98 Cal. 51 | Cal. | 1893

Paterson, J.

Plaintiff brought this action to recover from the defendants the sum of $953.11, the amount of an assessment levied against the land of the defendants lying within Reclamation District No. 150.

The act of March 20,1874 (Stats. 1873-1874, p. 867), under which the plaintiff was organized as a reclamation district, provides that immediately after the passage of the act the u owners of land in Swamp Land District No. 150, consisting of what is known as Merrit Island, in Yolo County, may proceed to elect trustees and make and record by-laws, .... and they shall thereafter proceed in the work of reclamation, as provided in said code, with the modifications herein contained.” Under this act the land-owners organized the district by electing trustees and making and recording by-laws. A notice was *53given on the seventh day of April, 1874, that a meeting for the purposes stated would be held on the eighteenth day of April, and at the time and place mentioned in the notice all the land-owners in the district met and elected trustees and adopted by-laws. This is all the act required, so far as the organization of the district is concerned, and the points made by the appellant seeking to impeach the. validity of the organization of the district cannot be considered. A reclamation district is a public corporation for municipal purposes, and the creation thereof may be shown by acts recognizing its existence. (People v. Reclamation District No. 108, 53 Cal. 346.) The validity of the organization itself cannot be collaterally attacked in an action to recover an assessment levied upon land by a cZe facto district. (Reclamation District No. 124 v. Gray, 95 Cal. 601.)

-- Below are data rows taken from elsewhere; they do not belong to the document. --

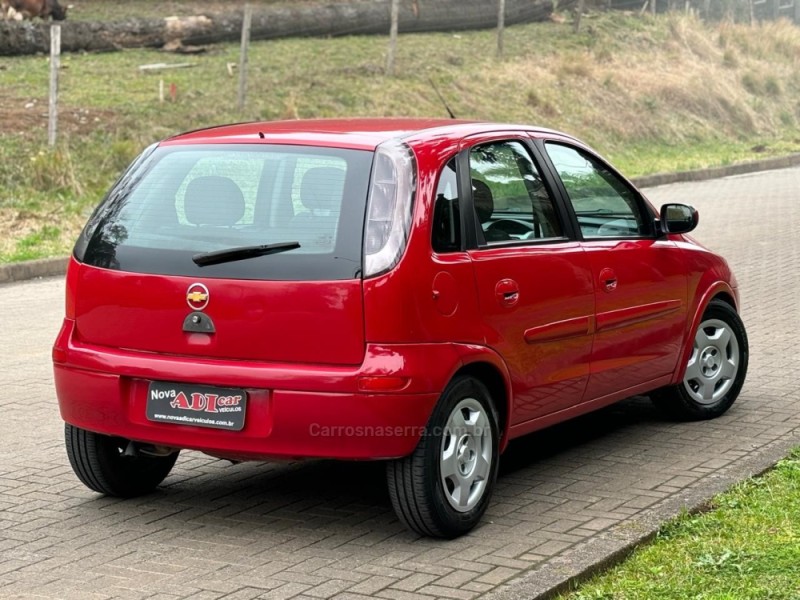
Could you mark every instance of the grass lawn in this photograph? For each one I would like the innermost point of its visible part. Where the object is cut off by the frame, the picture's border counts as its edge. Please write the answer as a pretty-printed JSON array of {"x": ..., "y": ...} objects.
[
  {"x": 746, "y": 547},
  {"x": 652, "y": 94}
]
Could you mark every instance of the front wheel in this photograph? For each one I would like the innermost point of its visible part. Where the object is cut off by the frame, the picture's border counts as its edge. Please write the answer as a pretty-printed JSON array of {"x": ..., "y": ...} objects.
[
  {"x": 101, "y": 463},
  {"x": 716, "y": 369},
  {"x": 443, "y": 488}
]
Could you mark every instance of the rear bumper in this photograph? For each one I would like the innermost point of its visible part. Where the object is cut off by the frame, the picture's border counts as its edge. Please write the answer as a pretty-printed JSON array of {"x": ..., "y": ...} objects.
[{"x": 293, "y": 410}]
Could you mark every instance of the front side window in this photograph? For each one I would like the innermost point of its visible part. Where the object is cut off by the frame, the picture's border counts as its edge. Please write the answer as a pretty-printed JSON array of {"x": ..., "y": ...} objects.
[
  {"x": 604, "y": 205},
  {"x": 510, "y": 199},
  {"x": 185, "y": 201}
]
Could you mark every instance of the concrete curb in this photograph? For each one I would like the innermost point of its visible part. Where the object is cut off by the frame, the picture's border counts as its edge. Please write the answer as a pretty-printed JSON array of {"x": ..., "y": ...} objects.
[
  {"x": 609, "y": 548},
  {"x": 766, "y": 164},
  {"x": 32, "y": 269},
  {"x": 51, "y": 267}
]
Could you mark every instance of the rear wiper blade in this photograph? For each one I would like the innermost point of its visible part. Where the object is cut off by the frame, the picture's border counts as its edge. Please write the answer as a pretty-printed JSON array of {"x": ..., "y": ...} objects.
[{"x": 216, "y": 257}]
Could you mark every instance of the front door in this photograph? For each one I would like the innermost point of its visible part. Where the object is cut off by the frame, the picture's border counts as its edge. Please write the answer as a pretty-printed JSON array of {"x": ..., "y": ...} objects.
[
  {"x": 639, "y": 278},
  {"x": 534, "y": 284}
]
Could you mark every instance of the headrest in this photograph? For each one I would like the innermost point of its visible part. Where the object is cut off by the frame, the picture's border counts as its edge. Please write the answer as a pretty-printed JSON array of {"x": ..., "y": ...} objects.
[
  {"x": 322, "y": 189},
  {"x": 213, "y": 200},
  {"x": 482, "y": 200}
]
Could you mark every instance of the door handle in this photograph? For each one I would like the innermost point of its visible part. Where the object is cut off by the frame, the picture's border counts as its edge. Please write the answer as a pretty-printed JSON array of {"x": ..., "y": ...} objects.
[
  {"x": 608, "y": 280},
  {"x": 507, "y": 292}
]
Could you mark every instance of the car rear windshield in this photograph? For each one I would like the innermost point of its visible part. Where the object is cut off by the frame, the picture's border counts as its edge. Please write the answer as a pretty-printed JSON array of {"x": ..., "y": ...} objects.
[{"x": 178, "y": 202}]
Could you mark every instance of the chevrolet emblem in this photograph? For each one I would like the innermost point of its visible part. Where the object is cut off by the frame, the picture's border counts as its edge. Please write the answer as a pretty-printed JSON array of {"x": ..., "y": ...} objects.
[{"x": 197, "y": 296}]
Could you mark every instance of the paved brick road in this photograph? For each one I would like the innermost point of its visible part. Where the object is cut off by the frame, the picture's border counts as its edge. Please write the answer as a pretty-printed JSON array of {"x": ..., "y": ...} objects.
[{"x": 566, "y": 497}]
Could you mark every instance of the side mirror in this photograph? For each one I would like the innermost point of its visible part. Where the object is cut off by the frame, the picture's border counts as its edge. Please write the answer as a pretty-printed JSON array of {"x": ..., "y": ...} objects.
[{"x": 678, "y": 218}]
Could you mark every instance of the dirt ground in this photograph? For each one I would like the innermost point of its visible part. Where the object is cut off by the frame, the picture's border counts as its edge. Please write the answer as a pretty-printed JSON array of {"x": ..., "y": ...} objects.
[{"x": 28, "y": 117}]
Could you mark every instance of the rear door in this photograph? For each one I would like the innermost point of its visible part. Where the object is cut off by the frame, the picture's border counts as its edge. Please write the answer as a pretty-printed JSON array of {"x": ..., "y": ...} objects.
[
  {"x": 141, "y": 289},
  {"x": 640, "y": 279},
  {"x": 534, "y": 282}
]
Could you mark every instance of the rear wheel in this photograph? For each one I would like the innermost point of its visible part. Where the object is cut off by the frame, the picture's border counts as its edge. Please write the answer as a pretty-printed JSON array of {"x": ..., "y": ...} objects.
[
  {"x": 443, "y": 488},
  {"x": 716, "y": 369},
  {"x": 101, "y": 463}
]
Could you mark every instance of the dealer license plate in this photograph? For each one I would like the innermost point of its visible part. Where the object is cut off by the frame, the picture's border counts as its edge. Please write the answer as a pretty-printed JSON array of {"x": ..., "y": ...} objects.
[{"x": 198, "y": 405}]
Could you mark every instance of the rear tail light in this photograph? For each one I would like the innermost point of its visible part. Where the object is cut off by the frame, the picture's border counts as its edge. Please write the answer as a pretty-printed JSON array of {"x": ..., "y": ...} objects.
[{"x": 391, "y": 199}]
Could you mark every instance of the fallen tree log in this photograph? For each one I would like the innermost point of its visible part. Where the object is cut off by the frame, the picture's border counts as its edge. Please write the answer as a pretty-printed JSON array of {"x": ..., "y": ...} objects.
[{"x": 270, "y": 22}]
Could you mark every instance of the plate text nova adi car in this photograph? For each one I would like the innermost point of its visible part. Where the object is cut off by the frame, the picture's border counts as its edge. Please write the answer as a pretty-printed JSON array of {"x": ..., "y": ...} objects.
[{"x": 414, "y": 291}]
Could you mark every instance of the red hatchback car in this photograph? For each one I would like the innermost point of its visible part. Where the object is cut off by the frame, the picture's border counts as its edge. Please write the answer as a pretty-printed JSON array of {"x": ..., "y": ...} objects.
[{"x": 416, "y": 291}]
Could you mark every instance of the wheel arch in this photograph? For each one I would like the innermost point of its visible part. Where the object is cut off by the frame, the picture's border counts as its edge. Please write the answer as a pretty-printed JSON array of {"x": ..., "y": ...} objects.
[
  {"x": 490, "y": 370},
  {"x": 720, "y": 290}
]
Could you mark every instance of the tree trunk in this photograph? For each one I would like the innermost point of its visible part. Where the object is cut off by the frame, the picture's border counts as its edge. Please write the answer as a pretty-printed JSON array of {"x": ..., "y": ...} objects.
[{"x": 331, "y": 19}]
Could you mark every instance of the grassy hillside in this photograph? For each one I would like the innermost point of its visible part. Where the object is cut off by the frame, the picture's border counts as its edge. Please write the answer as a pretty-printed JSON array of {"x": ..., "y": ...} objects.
[{"x": 652, "y": 94}]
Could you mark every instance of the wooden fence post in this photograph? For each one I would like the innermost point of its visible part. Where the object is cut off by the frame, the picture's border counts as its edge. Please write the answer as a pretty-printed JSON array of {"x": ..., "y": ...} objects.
[
  {"x": 246, "y": 24},
  {"x": 578, "y": 14},
  {"x": 501, "y": 25},
  {"x": 55, "y": 63},
  {"x": 395, "y": 17}
]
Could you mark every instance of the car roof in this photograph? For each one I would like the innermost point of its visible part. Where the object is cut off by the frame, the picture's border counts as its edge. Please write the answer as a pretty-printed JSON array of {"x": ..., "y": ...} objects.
[{"x": 364, "y": 134}]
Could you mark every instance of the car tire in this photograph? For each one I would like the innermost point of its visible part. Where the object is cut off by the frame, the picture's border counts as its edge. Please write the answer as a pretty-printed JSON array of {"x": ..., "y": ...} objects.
[
  {"x": 443, "y": 488},
  {"x": 716, "y": 369},
  {"x": 99, "y": 462}
]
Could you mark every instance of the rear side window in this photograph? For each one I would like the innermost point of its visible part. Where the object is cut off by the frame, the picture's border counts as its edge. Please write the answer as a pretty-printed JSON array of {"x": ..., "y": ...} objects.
[{"x": 189, "y": 200}]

It is claimed by appellants that the act above referred to was clearly unconstitutional, and gave the plaintiff no power to act, but no grounds are stated upon which this claim is based. Section 31, article IV. of the old constitution, provided that “ corporations may be formed under general laws, but shall not be created by special act, except for municipal purposes.” Under this provision the legislature had the power to create a' reclamation district by special act.

It is claimed by appellants that the assessment is invalid, because the trustees in their statement to the board of supervisors did not specify the work which had already been done. Section 3459 of the Political Code formerly authorized an additional assessment only for work necessary to complete the reclamation— it did not authorize an assessment to be made for work already done. By an act approved March 30, 1874, this section was amended by inserting the words “done or” before the words “to be done.” Unless the assessment is to be for work already done in whole or in part, there is no necessity for a statement as to what work has been done. The assessment in this case was levied for work to be done under section 3459 of the Political Code. (Hager v. Board of Supervisors, 51 Cal. 477.)

The contention that the assessment is invalid because it includes incidental expenses, and the sum of $33,400 for the *54purpose of erecting a pump and maintaining the same, cannot be sustained. (Reclamation District v. Hagar, 66 Cal. 56.)

It is claimed by the appellant that the district “lost its corporate existence by reason of the non-user of its functions, and by reason of the total failure on the part of its officers and land-owners to act as a corporation but there is no such thing in this country as forfeiture of a charter of a municipal corporation through the acts or misconduct of its agents or officers. Any neglect to use the powers in which the public or individuals have an interest may be corrected by the courts. As such corporations can exist only by legislative sanction, so they can only be deprived of their existence by act of the legislature, or a judicial sentence based upon legislative provision and sufficient facts.

The court did not err in overruling the defendants’ objection to the introduction in evidence of the order of the board of supervisors of Yolo County appointing commissioners. The act under which the plaintiff was organized provides that “all assessments for reclamation purposes in said district shall be made as provided in the Political Code.’’ The act itself shows that the district 'is entirely within the boundaries of Yolo County. It follows, therefore, that although the board of supervisors of that county did not form the district, yet such board is the proper tribunal to which report should be made. (Rclamation District v. Goldman, 65 Cal. 643.)

Other errors are alleged, but we find no merit in any of the points made by the appellant.

The judgment and order are therefore affirmed

Harrison, J., and Garoutte, J., concurred.